Associated History for Body Pains
Begin by screening all patients with two standardized questions: (1) "How much bodily pain have you had during the last week?" (none, very mild, mild, moderate, severe, very severe) and (2) "Do you have body pain that has lasted for more than 3 months?" A response of moderate pain or greater during the last week combined with bodily pain lasting more than 3 months constitutes a positive screen requiring comprehensive assessment 1.
Initial Screening Approach
- Use validated pain intensity scales at every clinical encounter: Visual Analog Scale (VAS), Verbal Rating Scale (VRS), or Numerical Rating Scale (NRS) 0-10 1.
- Screen systematically at initial evaluation, at regular follow-up intervals, and whenever new therapy is initiated 1.
- Document the pain rating - any score greater than 0 triggers comprehensive assessment 1.
Comprehensive Pain History (For Positive Screens)
When patients screen positive, obtain the following specific details using a biopsychosocial approach 1:
Pain Characteristics
- Onset and duration: When did it start? How long has it persisted? 1
- Intensity and character: Use pain scales; ask patients to describe quality (sharp, burning, aching, shooting, throbbing, cramping) 1
- Location and radiation: Identify all pain sites, as one-third of chronic pain patients have multiple locations 2. Ask about referral patterns and radiation 1.
- Temporal patterns: Does pain increase during the day? Is it constant or intermittent? 1, 3
- Trigger factors: What makes it worse?

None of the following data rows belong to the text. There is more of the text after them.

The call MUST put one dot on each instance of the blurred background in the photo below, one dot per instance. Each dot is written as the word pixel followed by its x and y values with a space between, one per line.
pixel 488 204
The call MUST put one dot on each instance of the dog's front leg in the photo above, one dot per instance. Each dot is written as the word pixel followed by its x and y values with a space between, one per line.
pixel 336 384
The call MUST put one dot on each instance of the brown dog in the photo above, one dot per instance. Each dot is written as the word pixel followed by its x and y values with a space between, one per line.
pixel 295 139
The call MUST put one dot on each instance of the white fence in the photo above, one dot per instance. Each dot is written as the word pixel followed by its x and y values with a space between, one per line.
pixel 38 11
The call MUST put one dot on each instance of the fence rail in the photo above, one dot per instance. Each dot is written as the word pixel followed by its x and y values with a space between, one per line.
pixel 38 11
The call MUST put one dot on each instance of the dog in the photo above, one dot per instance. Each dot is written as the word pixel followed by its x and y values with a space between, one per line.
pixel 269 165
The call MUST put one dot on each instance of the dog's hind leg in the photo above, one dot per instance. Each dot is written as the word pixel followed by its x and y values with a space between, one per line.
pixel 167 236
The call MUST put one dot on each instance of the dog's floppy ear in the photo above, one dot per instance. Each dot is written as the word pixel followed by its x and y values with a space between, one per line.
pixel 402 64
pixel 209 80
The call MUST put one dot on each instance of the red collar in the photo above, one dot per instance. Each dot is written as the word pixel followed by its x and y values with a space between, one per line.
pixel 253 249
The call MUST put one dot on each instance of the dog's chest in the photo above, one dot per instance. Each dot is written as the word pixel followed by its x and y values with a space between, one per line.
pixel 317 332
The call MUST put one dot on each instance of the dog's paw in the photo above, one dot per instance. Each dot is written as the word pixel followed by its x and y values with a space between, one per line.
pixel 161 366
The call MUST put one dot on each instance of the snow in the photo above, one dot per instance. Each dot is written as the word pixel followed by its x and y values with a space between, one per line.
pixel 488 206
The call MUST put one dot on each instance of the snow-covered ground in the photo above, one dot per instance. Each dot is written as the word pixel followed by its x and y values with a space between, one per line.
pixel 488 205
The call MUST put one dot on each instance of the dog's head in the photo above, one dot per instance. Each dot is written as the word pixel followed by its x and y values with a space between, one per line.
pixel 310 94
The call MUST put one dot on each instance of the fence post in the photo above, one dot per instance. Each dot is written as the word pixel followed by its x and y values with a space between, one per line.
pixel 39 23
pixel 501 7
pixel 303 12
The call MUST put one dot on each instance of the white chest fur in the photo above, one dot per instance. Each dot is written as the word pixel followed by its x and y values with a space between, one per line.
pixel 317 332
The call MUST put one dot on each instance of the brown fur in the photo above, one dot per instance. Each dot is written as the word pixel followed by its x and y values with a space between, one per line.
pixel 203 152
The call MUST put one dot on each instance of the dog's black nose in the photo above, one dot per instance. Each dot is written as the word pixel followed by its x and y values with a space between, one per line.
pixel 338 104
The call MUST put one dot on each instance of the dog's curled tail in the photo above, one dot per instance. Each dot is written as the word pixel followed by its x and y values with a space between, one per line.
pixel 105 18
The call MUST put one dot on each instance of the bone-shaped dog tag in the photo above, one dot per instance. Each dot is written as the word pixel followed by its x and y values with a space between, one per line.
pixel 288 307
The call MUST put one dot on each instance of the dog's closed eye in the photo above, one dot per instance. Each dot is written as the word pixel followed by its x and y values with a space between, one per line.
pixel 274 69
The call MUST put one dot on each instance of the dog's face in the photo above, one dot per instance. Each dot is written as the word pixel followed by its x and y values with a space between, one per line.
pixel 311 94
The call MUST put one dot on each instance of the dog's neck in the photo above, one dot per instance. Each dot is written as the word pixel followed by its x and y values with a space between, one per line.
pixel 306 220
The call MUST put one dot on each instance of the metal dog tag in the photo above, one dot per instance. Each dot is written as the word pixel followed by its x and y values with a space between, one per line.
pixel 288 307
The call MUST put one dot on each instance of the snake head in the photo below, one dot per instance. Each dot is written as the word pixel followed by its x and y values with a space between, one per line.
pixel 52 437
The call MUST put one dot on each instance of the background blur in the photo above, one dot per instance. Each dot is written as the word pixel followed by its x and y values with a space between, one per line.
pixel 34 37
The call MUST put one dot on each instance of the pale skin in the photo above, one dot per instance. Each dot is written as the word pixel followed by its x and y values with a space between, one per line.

What provides relief? 1
Functional Impact Assessment
- Physical function interference: Specifically ask about inability to perform activities of daily living (e.g., "Can you walk a block?" "Can you dress yourself?") 1
- Psychological function: Document effects on mood, sleep patterns, appetite, and social life 1
- Work and employment: Assess impact on work capacity 1
- Quality of life: Use Brief Pain Inventory (BPI) or the 3-item PEG scale (Pain intensity, Enjoyment of life, General activity) for efficient multidimensional assessment 1
Treatment History
- Past treatments: Document all previous pain therapies and their efficacy 1
- Current medications: Ask about prescribed and over-the-counter analgesics, including homeopathic remedies; assess frequency of use and whether dosing is safe 1, 4
- Treatment response: Document what has worked and what has failed 1
Co-occurring Conditions
- Underlying disorders: Identify conditions that may cause or contribute to pain 1
- Psychosocial factors: Screen for anxiety, depression, catastrophizing, fear of movement, and suicidal ideation 1
- Substance use history: Document any co-occurring substance use disorders 1
- Sleep disturbance: Ask about causes (pain, worrying, poor sleep habits) 1
- Social support: Assess presence of caregivers and social environment 1
Red Flag Symptoms
- New pain in patients with controlled chronic pain: Carefully investigate and document, as this may require treatment adjustments or indicate new pathology 1
- Associated symptoms: Ask about fatigue, nausea, numbness, tingling, weakness 1
- Warning signs: Document any fever, unexplained weight loss, neurological deficits, or signs suggesting serious underlying pathology 1
Physical and Diagnostic Evaluation
- Focused physical examination: Perform examination relevant to pain location and suspected etiology 1
- Psychosocial evaluation: Assess psychological status, degree of disease awareness, and spiritual concerns 1
- Diagnostic workup: Order appropriate radiological and biochemical investigations to determine potential cause 1
Documentation Requirements
- Monitor regularly: Reassess at regular intervals and after each treatment change has had adequate time to take effect 1
- Document systematically: Record pain intensity, quality of life, adverse events, and treatment adherence 1
- Track functional goals: Document progress toward achieving functional objectives 1
Common Pitfalls to Avoid
- Do not rely on single-site descriptors when patients report pain in multiple locations, as 33% have pain at multiple sites with significant demographic differences between groups 2.
- Avoid using retrospective questionnaire assessment alone, as it yields significantly higher pain scores than real-time diary assessment 3.
- Do not assume pain stability - pain intensity fluctuates greatly during the day and over time, requiring repeated assessment 5, 3.
- Recognize that pain impact on function may matter more than severity when determining treatment priorities 1.